Bittner's book is essentially a diary of his interactions with the birds during the following years; Irving's film, though necessarily containing far less detail, conveys the visual and auditory impact of parrots playing, fighting, flying, and interacting with their adopted human friend.
And friendship is a good term for what develops. Bittner is keenly aware that most North Americans experience parrots only as caged birds, but he gains a deep respect for this flock's freedom. Bittner himself has, after all, eluded the domesticating process entailed in getting a regular job and working for a living. He himself has experienced just enough freedom to understand why the parrots relish their wildness and vigorously repel any attempt to cage or tame them.
Yet both Bittner and the flock exist in a state of paradox: they are wild animals — in Bittner's case, only metaphorically so — within a largely domesticated environment. They are non-natives who are doing their best to make their way in an ecosystem for which they have not evolved. They gratefully accept whatever sustenance they get via the kindness of strangers, but only on their own terms: they insist on maintaining control of their own existence.
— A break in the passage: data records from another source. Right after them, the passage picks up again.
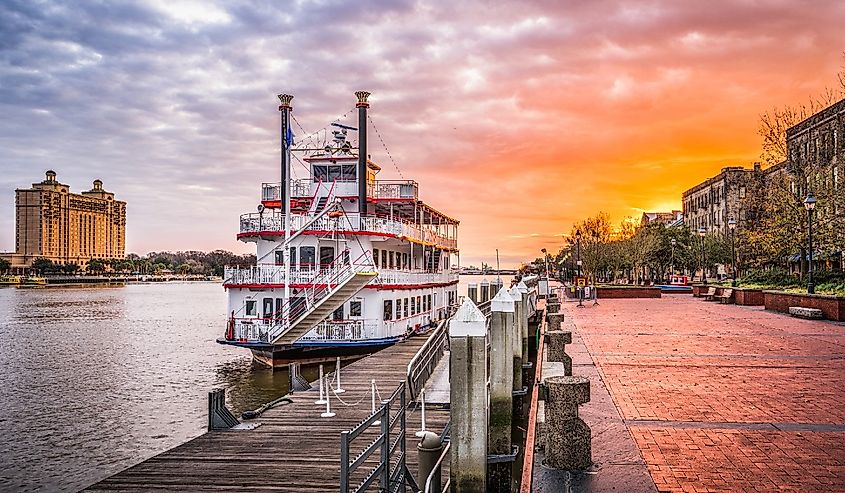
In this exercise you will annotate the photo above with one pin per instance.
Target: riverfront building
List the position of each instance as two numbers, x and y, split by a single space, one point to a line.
65 227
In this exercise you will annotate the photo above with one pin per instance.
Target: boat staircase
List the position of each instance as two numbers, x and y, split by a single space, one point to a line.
327 293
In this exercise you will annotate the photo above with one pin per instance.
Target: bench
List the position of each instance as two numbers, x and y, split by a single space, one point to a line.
726 295
810 313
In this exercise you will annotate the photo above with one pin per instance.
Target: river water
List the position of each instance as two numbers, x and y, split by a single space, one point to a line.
94 379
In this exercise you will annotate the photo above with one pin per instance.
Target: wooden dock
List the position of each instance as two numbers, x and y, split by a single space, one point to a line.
293 448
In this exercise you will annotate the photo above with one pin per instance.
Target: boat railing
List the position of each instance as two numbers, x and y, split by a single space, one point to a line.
255 222
343 330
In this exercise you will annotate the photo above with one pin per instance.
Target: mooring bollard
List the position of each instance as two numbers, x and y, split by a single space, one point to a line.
322 399
501 374
557 341
567 436
339 389
428 453
468 388
554 320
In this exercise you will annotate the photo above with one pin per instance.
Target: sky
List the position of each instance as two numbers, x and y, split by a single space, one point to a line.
517 118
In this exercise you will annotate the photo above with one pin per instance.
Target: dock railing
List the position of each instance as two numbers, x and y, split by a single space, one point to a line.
391 471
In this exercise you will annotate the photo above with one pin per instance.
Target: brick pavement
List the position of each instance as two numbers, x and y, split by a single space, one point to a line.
721 397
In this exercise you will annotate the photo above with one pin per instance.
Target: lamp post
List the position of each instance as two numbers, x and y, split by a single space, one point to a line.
703 232
732 227
674 242
810 205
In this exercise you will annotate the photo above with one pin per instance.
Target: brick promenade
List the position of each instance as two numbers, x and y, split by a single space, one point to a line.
722 397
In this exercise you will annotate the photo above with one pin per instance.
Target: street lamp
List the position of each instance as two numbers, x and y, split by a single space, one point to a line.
732 227
674 242
810 205
702 232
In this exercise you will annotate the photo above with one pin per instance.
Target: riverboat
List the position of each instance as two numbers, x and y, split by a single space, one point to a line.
10 280
346 263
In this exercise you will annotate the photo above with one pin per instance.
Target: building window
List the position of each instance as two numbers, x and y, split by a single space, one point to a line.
388 310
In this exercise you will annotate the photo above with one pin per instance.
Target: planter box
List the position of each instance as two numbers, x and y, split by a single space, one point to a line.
749 297
833 307
627 292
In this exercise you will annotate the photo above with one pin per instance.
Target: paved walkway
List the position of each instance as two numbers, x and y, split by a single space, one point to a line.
722 397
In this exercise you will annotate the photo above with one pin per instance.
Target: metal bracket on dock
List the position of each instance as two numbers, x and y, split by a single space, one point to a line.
499 458
519 393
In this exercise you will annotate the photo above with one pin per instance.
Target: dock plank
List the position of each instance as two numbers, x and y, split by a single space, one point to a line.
293 448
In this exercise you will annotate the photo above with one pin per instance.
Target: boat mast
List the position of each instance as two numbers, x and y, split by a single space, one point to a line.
287 139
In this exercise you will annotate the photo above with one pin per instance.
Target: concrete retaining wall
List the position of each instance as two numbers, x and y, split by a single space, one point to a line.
833 307
628 292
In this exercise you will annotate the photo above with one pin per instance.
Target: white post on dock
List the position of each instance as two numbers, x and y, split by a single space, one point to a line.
421 433
373 392
322 399
328 413
339 389
468 387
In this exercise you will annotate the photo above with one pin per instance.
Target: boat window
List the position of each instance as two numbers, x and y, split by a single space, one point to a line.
354 308
388 309
306 256
347 172
267 305
326 256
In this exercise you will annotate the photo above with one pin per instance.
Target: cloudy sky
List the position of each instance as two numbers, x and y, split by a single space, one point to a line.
516 118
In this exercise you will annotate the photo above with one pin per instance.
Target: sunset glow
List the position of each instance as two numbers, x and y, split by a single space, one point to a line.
516 119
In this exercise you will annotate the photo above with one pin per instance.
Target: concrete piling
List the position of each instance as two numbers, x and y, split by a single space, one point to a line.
567 435
468 388
557 340
555 320
472 292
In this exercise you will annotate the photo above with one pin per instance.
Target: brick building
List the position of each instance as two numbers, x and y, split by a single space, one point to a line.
65 227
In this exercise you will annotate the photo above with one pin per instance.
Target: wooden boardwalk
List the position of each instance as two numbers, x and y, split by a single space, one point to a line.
293 448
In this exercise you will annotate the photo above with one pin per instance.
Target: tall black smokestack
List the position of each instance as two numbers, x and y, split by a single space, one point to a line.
284 187
362 150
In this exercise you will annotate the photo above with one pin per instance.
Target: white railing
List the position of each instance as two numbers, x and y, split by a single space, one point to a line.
267 274
387 276
346 330
350 221
275 274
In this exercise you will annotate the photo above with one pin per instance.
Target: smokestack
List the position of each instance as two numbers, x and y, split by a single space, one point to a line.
362 150
284 188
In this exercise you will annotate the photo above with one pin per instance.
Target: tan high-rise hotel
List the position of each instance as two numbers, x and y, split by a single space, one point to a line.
68 228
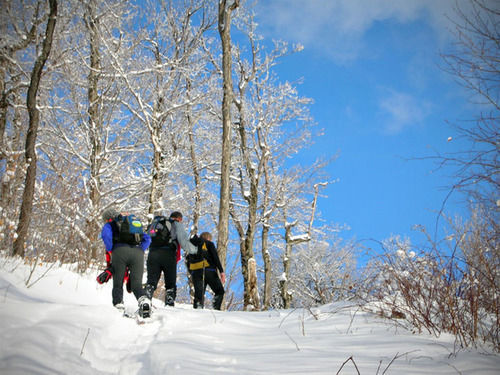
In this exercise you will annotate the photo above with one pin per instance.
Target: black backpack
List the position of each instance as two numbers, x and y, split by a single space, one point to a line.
128 230
199 260
159 230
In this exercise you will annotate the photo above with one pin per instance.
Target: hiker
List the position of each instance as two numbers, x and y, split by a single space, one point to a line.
203 267
168 237
126 243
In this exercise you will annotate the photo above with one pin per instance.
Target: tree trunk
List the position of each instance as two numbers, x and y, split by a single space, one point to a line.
34 120
95 127
267 268
224 27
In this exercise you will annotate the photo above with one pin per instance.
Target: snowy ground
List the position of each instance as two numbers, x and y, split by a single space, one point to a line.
65 324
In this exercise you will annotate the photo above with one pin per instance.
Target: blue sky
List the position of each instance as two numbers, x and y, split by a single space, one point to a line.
372 69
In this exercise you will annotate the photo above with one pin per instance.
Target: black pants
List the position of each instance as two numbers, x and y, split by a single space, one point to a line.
201 278
124 256
163 260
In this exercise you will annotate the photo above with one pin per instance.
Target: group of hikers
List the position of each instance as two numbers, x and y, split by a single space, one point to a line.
126 244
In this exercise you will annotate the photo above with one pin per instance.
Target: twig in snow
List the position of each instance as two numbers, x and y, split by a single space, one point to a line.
298 349
84 341
347 360
282 320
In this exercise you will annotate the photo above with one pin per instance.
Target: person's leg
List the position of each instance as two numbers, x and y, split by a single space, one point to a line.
136 267
118 262
199 289
170 274
212 278
154 271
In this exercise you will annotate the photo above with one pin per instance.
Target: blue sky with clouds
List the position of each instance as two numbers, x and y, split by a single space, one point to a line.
372 69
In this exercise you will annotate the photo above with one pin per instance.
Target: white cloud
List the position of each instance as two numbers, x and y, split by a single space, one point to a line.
401 110
336 28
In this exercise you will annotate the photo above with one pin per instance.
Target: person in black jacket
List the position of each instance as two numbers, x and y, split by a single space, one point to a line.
164 255
203 267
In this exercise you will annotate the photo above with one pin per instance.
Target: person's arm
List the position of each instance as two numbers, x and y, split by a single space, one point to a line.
183 239
213 252
107 237
146 241
195 240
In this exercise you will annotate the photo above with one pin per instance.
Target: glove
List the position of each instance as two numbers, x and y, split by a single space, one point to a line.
126 280
105 276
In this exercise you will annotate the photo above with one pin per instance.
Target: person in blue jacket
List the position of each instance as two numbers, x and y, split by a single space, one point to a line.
123 256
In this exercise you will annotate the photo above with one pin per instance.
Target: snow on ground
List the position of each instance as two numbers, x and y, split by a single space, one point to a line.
65 324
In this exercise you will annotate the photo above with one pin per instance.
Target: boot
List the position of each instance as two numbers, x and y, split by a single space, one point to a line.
149 290
218 301
144 307
170 297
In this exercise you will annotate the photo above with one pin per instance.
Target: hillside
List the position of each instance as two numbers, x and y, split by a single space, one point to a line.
65 324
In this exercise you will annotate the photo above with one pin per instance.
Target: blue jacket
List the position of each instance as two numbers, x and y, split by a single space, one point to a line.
107 238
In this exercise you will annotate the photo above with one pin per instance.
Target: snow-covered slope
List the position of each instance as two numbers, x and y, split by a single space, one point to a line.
65 324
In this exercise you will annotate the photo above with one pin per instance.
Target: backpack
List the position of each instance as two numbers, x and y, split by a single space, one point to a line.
199 260
129 230
159 230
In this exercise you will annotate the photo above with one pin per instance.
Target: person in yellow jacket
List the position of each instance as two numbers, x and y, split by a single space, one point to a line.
203 267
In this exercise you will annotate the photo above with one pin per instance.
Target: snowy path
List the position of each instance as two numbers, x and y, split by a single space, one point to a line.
66 324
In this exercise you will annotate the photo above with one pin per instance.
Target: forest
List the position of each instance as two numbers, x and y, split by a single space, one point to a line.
160 105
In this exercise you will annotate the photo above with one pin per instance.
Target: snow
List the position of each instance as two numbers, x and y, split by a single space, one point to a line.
64 324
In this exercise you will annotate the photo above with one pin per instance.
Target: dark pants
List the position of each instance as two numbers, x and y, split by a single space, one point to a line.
200 280
124 256
163 260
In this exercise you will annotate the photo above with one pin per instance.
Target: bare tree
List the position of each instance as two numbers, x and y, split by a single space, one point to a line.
34 120
475 63
224 26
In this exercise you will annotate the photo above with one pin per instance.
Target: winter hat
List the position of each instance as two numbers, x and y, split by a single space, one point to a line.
109 213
The parrots, mostly cherry-headed conures (also known as red-masked parakeets), have come from South America. There, presumably, they had been trapped in the wild. A few may briefly have been kept as pets before escaping (or being deliberately turned loose by their frustrated “owners”); the rest were born and fledged in the wild — not in their native habitat, but in the gardens and parks of San Francisco.
Bittner finds himself committed to a strange vocation. He is an uncredentialed ethologist and amateur ornithologist. And his commitment is considerable: he spends hours each day with the parrots, feeding and observing them. He takes copious notes; he saves up money for film so that he can photograph them; and he occasionally
resorts to soliciting donations from the neighborhood when a parrot falls ill and needs a veterinarian's attention. The parrots become his closest comrades.